Oversight is a critical regulatory concept. Thanks to the Congressional act the Sarbanes-Oxley Act of 2002, independent oversight became a major new requirement for occupations pertaining to accounting at public companies. This act and trend in government regulating led to the creation of the PCAOB. PCAOB stands for the Public Company Accounting Oversight Board.
This organization proves to be a not for profit entity which oversees the auditors at publicly traded corporations. The aim of the board lies in safeguarding both stakeholders and investors in public firms. They do this by making certain that the company financial statements and auditor statements follow a rigorous set of guidelines.
The PCAOB also has borne the responsibility since 2010 of overseeing broker-dealer audits. This means that any compliance reports which auditors file according to the requirements of the federal securities laws must foster protection of investors. It is up to the United States SEC Securities and Exchange Commission to approve all standards and rules of this particular regulatory entity. This organization has brought about the historical first time oversight (via both independent and external means) of American public company auditors. Before this Sarbanes-Oxley Act passed in 2002, the profession and industry was self-regulated from within its own ranks.
There are four main functions of the Public Company Accounting Oversight Board. These include overseeing auditors in the specific capacities of standard setting, inspection, registration, and enforcement. They do this to ensure that there will be accurate, highly informative, and completely independent audit reports prepared for the good of the investing and buying public.

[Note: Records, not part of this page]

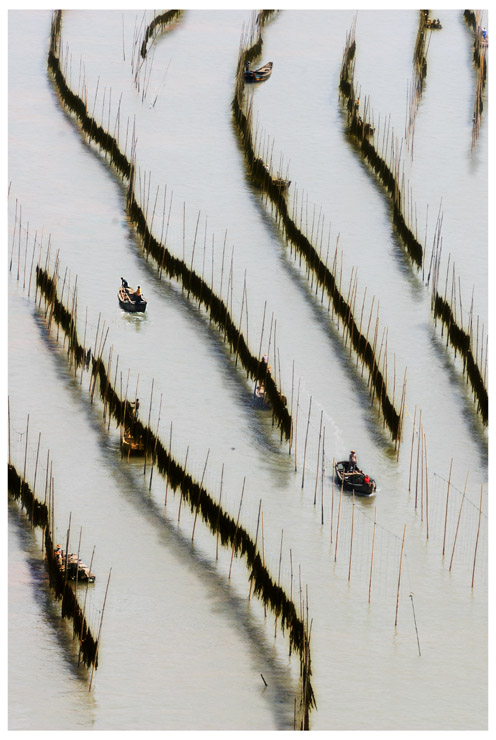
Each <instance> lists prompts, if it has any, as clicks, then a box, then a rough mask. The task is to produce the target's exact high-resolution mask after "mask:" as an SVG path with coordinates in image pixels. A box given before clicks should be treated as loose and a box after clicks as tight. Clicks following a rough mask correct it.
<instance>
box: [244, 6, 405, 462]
mask: <svg viewBox="0 0 496 740" xmlns="http://www.w3.org/2000/svg"><path fill="white" fill-rule="evenodd" d="M264 21H265V17H264V16H263V15H259V16H258V19H257V25H258V31H257V38H256V40H255V41H254V42H253V43H252V45H251V46H249V47H247V48H241V49H240V52H239V57H238V67H237V73H236V82H235V93H234V98H233V101H232V105H231V107H232V111H233V116H234V120H235V122H236V126H237V129H238V133H239V138H240V140H241V143H242V146H243V149H244V154H245V160H246V162H247V166H248V168H249V171H250V175H251V177H252V179H253V182H254V184H255V185H256V186H257V187H258V188H259V189H260V190H261V191H262V192H263V193H265V194H266V195H267V197H268V198H269V199H270V201H271V202H272V204H273V206H274V208H275V210H276V212H277V216H278V219H279V221H280V224H281V226H282V228H283V229H284V233H285V234H286V238H287V240H288V241H289V242H290V244H293V245H294V246H295V249H297V250H298V252H299V253H300V255H301V256H302V257H304V258H305V260H306V263H307V265H308V269H309V271H311V272H312V273H313V274H314V275H315V279H316V283H317V284H318V285H320V286H321V287H322V289H323V290H325V291H326V292H327V294H328V296H329V299H330V300H329V308H330V304H331V302H332V306H333V312H334V311H335V312H336V316H337V317H338V322H339V319H341V320H342V322H343V326H344V327H345V329H346V331H347V332H348V336H349V339H350V346H351V347H352V348H353V349H354V350H355V352H356V353H357V355H358V356H359V357H360V358H361V359H362V362H363V363H364V364H365V365H366V367H367V368H368V371H369V382H370V384H371V391H372V396H373V395H374V394H375V396H376V398H377V402H378V405H379V408H380V410H381V412H382V415H383V418H384V421H385V423H386V424H387V426H388V428H389V431H390V433H391V436H392V439H393V440H394V442H395V445H396V447H397V448H398V450H399V445H400V440H401V427H402V418H403V399H402V403H401V406H400V409H399V411H397V410H396V408H395V406H394V400H393V402H392V401H391V400H390V398H389V395H388V392H387V383H386V378H385V377H384V375H383V373H382V372H381V370H380V365H379V363H380V360H378V359H377V358H376V357H375V351H374V347H373V346H372V344H371V343H370V342H369V340H368V337H366V336H364V335H363V334H362V332H361V322H360V328H359V326H358V323H357V321H356V320H355V317H354V315H353V306H352V304H353V296H354V290H353V291H352V293H353V295H352V297H351V302H348V301H347V300H346V299H345V298H344V297H343V295H342V294H341V292H340V287H339V286H338V281H337V279H336V277H335V275H334V274H333V273H332V272H331V270H330V269H329V268H328V266H327V264H326V263H324V262H323V261H322V259H321V257H320V254H319V252H318V250H317V249H316V248H315V247H314V246H313V245H312V244H311V242H310V240H309V239H308V238H307V236H305V234H304V233H303V232H302V231H301V229H300V228H299V227H298V226H297V224H296V223H295V221H294V220H293V218H292V217H291V215H290V213H289V210H288V205H287V202H286V199H285V197H284V193H283V192H282V191H281V188H280V187H279V186H278V184H277V179H278V178H275V177H273V176H272V174H271V172H270V168H269V167H268V166H267V165H266V163H264V161H263V159H261V157H259V156H258V155H257V153H256V150H255V143H254V141H253V134H252V121H251V119H252V108H251V105H250V106H248V111H247V112H245V110H244V104H243V95H244V69H245V68H246V65H247V63H249V62H251V61H252V60H253V59H254V58H256V56H257V55H259V54H260V52H261V48H262V35H261V28H262V26H263V23H264Z"/></svg>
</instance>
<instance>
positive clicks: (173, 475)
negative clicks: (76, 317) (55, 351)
mask: <svg viewBox="0 0 496 740" xmlns="http://www.w3.org/2000/svg"><path fill="white" fill-rule="evenodd" d="M38 281H39V282H38ZM37 283H38V287H39V288H40V291H41V292H42V293H43V295H44V296H45V298H46V300H47V302H49V303H50V304H57V303H59V302H60V301H59V299H58V297H57V295H56V291H55V290H54V286H53V279H52V278H51V277H49V276H48V275H46V273H44V271H43V270H42V269H41V268H40V269H38V270H37ZM65 315H66V314H65V312H64V311H62V310H61V309H58V310H55V308H54V310H53V318H54V320H55V321H56V322H57V318H58V319H59V320H62V319H63V317H65ZM60 326H61V328H62V329H63V330H64V331H65V327H67V326H69V325H68V324H67V322H65V323H64V325H62V324H60ZM71 346H72V348H73V349H72V352H73V354H74V357H75V361H76V363H77V362H78V358H84V356H85V352H84V348H83V347H82V346H81V345H80V344H79V341H78V339H77V334H76V332H75V331H74V332H73V334H72V345H71ZM77 348H78V349H79V351H78V349H77ZM83 361H84V360H82V359H81V360H79V364H80V365H81V364H82V362H83ZM91 372H92V376H93V377H95V376H96V378H97V379H98V380H99V388H100V395H101V397H102V399H103V401H104V403H105V404H106V405H107V408H108V412H109V414H111V415H112V416H113V417H114V419H115V420H116V421H117V423H118V424H119V425H122V424H124V425H127V426H130V427H131V428H132V430H133V434H134V435H135V436H136V437H142V439H143V440H145V448H146V451H147V452H149V453H150V454H152V455H153V459H154V462H155V463H156V465H157V468H158V470H159V472H160V473H161V474H162V475H163V476H164V477H166V478H167V479H168V481H169V483H170V485H171V487H172V489H173V490H176V489H178V488H179V489H180V490H181V493H182V496H183V498H184V500H185V502H187V503H188V504H189V506H190V508H191V511H195V512H198V513H199V514H200V516H201V518H202V519H203V521H204V522H205V524H206V525H207V526H208V527H209V529H210V530H211V532H213V533H214V534H219V538H220V541H221V542H222V544H223V545H226V546H227V545H229V546H230V547H232V548H233V549H234V551H235V552H236V553H237V554H238V555H239V556H242V557H243V556H244V557H246V560H247V563H248V567H249V570H250V580H251V581H252V583H253V588H254V592H255V593H256V594H258V595H259V596H260V598H261V599H262V600H263V602H264V604H266V605H268V606H270V608H271V609H272V610H273V611H274V613H275V614H276V615H277V616H278V617H280V619H281V623H282V626H283V629H287V630H288V634H289V641H290V645H291V647H292V648H293V649H295V650H296V651H297V652H298V653H299V654H300V656H303V655H304V654H305V651H308V644H307V643H308V637H307V635H306V632H305V627H304V622H303V621H302V619H300V618H299V617H298V616H297V613H296V607H295V605H294V603H293V601H291V600H290V599H289V598H288V596H287V595H286V593H285V592H284V590H283V589H282V588H281V587H280V586H279V585H278V584H276V583H275V582H274V580H273V579H272V577H271V576H270V574H269V572H268V570H267V568H266V567H265V566H264V565H263V564H262V560H261V558H260V555H259V553H258V551H257V548H256V544H255V542H254V541H253V540H252V538H251V537H250V535H249V534H248V532H246V530H245V529H244V528H243V527H241V526H240V525H239V524H238V523H237V522H236V521H235V520H234V519H233V518H232V517H231V516H230V515H229V514H227V513H226V512H225V511H224V510H223V509H222V508H221V506H220V505H219V504H218V503H217V502H216V501H215V500H214V499H213V497H212V496H211V494H210V493H209V492H208V491H207V490H206V489H205V488H203V487H202V486H200V485H199V484H198V482H197V481H195V480H194V479H193V478H192V476H191V475H189V473H187V471H186V470H185V469H184V468H183V467H182V465H181V464H180V463H178V462H177V461H176V460H175V459H174V458H173V457H172V455H171V454H170V452H169V451H167V449H166V448H165V447H164V445H163V443H162V441H161V440H160V439H159V437H157V436H156V435H155V433H154V432H153V430H152V429H151V428H150V427H148V426H145V425H144V424H143V423H142V422H141V421H140V420H139V419H136V418H135V417H134V412H133V410H132V409H131V408H130V405H129V403H127V402H126V401H122V399H120V397H119V395H118V394H117V392H116V390H115V389H114V388H113V386H112V384H111V382H110V377H109V374H108V372H107V369H106V367H105V364H104V362H103V360H102V359H101V358H94V357H93V358H92V371H91ZM306 670H307V671H308V670H309V669H308V667H307V669H306ZM307 684H309V680H308V679H307ZM307 691H309V696H310V698H311V700H312V701H313V691H312V689H311V686H309V688H307Z"/></svg>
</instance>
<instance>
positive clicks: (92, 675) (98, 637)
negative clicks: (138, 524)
mask: <svg viewBox="0 0 496 740" xmlns="http://www.w3.org/2000/svg"><path fill="white" fill-rule="evenodd" d="M111 575H112V568H111V569H110V571H109V577H108V581H107V588H106V589H105V598H104V599H103V606H102V616H101V617H100V626H99V628H98V637H97V640H96V652H95V660H94V661H93V665H92V666H91V679H90V685H89V688H88V691H91V687H92V685H93V675H94V673H95V663H96V661H97V658H98V648H99V647H100V635H101V633H102V622H103V613H104V611H105V604H106V603H107V594H108V587H109V584H110V576H111Z"/></svg>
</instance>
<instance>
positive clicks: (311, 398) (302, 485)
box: [301, 396, 312, 488]
mask: <svg viewBox="0 0 496 740" xmlns="http://www.w3.org/2000/svg"><path fill="white" fill-rule="evenodd" d="M311 413H312V396H310V403H309V406H308V419H307V431H306V434H305V447H304V451H303V473H302V476H301V487H302V488H303V486H304V484H305V462H306V459H307V442H308V428H309V426H310V414H311Z"/></svg>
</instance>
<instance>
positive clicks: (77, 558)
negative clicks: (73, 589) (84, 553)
mask: <svg viewBox="0 0 496 740" xmlns="http://www.w3.org/2000/svg"><path fill="white" fill-rule="evenodd" d="M54 554H55V558H56V561H57V565H58V567H59V569H60V572H61V573H63V574H65V573H66V568H67V578H68V580H69V581H76V580H77V581H79V582H81V583H94V582H95V578H96V576H95V574H94V573H92V571H91V570H90V569H89V567H88V566H87V565H86V563H83V561H82V560H81V559H80V558H78V556H77V555H76V553H74V552H71V553H69V554H68V555H67V557H66V554H65V551H64V550H63V549H62V547H61V546H60V545H57V546H56V548H55V551H54Z"/></svg>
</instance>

Today’s Public Company Accounting Oversight Board counts five members on its continuously standing board. The Chairman is the head of this governing and steering body. They receive appointments for five year terms of service which are staggered for continuity in and stability of the board composition. It is the SEC Securities and Exchange Commission who appoints the board members. They do this after consulting with the Secretary of the U.S. Treasury and the Board of Governors for the Federal Reserve System’s Chairperson. Besides approving the composition of the board members for the PCAOB, the SEC has other important functions. They must also sign off on the board’s budget as well as their standards and rules.
The PCAOB activities are paid for through means provided in the Dodd-Frank Wall Street Reform and Consumer Protection Act. This provided a means of funding for all of their functions. The money mostly is derived from annually assessed accounting support fees. Public companies are required to pay these fees. The amounts are set by the size of their average monthly market capitalization relative to other publicly traded firms. Broker dealers are also now assessed fees (since 2010) that go to the PCAOB’s support. These are determined by the firms’ average quarterly tentative net capital on a relative basis to the other broker-dealers in the industry.
The vision for this Public Company Accounting Oversight Board is to establish itself in the tradition of a model organization for regulation. They do this by employing cost-effective means and tools which are innovative. They seek to better the quality of audits overall and to lessen the dangers of auditing failures for the United States’ public markets. They are also working towards improving public trust surrounding the auditing profession in particular and the process of financial reporting in general.
This Public Company Accounting Oversight Board arose because of a constantly increasing series of restatements from the accounting filings of American public firms during the 1990s. There were especially a number of embarrassing and highly damaging accounting scandals that decade which led to horrific and record-making bankruptcies of huge public firms. Among these were the two major scandal examples of Enron and WorldCom. Arthur Andersen was the big five accounting firm that was incriminated in helping to make these scandals possible. They became complicit in signing off on the financial statements and filings of the two companies in question.
Before the PCAOB became founded, it was up to the AICPA American Institute of Certified Public Accountants to self-regulate the industry. The board became dissolved officially on March 31st of 2002. SEC Chairman Harvey Pitt appointed William H. Webster as official first chair of the PCAOB.